L’Istituto provvederà a comunicare, a mezzo posta elettronica certificata, ad ogni struttura il nominativo delle madri beneficiarie, nonché il numero di mesi di beneficio concesso.
Il pagamento sarà corrisposto direttamente dall’INPS alla struttura scelta fino ad un massimo di 600,00 euro mensili per ogni bambino e per un periodo massimo di sei mesi, sulla base delle mensilità concesse alla beneficiaria; le somme saranno erogate, nei termini di legge, a seguito dell’invio della richiesta di pagamento da parte della struttura alla sede provinciale INPS territorialmente competente.
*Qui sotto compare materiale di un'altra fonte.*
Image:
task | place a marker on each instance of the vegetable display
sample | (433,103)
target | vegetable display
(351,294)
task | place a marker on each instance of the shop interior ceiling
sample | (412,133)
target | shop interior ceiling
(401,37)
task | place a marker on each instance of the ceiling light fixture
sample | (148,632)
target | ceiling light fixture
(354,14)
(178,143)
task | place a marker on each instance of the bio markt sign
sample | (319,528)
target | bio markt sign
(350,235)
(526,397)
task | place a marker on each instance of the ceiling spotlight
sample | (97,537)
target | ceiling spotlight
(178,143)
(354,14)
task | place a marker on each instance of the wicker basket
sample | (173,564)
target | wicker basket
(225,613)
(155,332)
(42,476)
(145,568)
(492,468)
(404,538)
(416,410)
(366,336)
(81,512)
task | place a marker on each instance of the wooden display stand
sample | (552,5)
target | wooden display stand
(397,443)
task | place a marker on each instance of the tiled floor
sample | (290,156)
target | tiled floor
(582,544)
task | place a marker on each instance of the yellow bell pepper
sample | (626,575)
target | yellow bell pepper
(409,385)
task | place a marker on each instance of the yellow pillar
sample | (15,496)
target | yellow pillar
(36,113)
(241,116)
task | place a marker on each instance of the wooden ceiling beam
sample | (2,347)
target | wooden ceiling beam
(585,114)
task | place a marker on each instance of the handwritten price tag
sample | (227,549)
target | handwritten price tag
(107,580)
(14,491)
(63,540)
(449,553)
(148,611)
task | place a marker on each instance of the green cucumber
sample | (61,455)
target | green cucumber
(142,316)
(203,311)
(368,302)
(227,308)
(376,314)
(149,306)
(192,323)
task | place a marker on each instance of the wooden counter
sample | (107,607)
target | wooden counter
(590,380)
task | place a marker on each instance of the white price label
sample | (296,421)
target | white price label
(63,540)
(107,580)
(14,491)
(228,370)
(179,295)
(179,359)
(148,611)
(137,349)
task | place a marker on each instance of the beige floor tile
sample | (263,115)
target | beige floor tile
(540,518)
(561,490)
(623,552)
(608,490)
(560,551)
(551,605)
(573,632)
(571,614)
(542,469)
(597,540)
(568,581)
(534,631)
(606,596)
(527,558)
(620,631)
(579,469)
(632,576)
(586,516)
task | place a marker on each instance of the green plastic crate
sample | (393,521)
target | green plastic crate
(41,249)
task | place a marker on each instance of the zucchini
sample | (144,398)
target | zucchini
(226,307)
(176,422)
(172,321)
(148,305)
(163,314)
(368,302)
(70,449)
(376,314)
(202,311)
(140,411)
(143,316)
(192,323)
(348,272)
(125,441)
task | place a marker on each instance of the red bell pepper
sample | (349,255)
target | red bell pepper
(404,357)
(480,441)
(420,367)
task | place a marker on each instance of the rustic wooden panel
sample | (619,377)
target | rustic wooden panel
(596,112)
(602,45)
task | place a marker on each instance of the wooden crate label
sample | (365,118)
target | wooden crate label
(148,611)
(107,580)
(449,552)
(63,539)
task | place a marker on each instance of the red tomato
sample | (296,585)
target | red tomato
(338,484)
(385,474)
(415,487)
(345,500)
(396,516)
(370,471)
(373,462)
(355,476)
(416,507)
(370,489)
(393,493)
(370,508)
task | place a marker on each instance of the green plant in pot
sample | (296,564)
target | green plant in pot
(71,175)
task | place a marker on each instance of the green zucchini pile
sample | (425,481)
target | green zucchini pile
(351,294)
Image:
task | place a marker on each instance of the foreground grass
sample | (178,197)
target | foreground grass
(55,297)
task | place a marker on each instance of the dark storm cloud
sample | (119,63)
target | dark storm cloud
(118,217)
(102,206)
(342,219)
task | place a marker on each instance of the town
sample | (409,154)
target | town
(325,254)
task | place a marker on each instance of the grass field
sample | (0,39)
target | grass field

Nella richiesta dovranno essere riportati:
 il nominativo ed il codice fiscale della madre lavoratrice;
 il dettaglio dei mesi di servizio fruiti (es. marzo 2017, giugno 2017,…)
 il nome ed il codice fiscale del minore iscritto alla struttura.
Le strutture presenti nell’elenco sono altresì tenute ad inviare presso la propria sede provinciale INPS territorialmente competente, unitamente alla richiesta di pagamento, il modello di delegazione liberatoria e la dichiarazione della madre beneficiaria di utilizzo del contributo economico.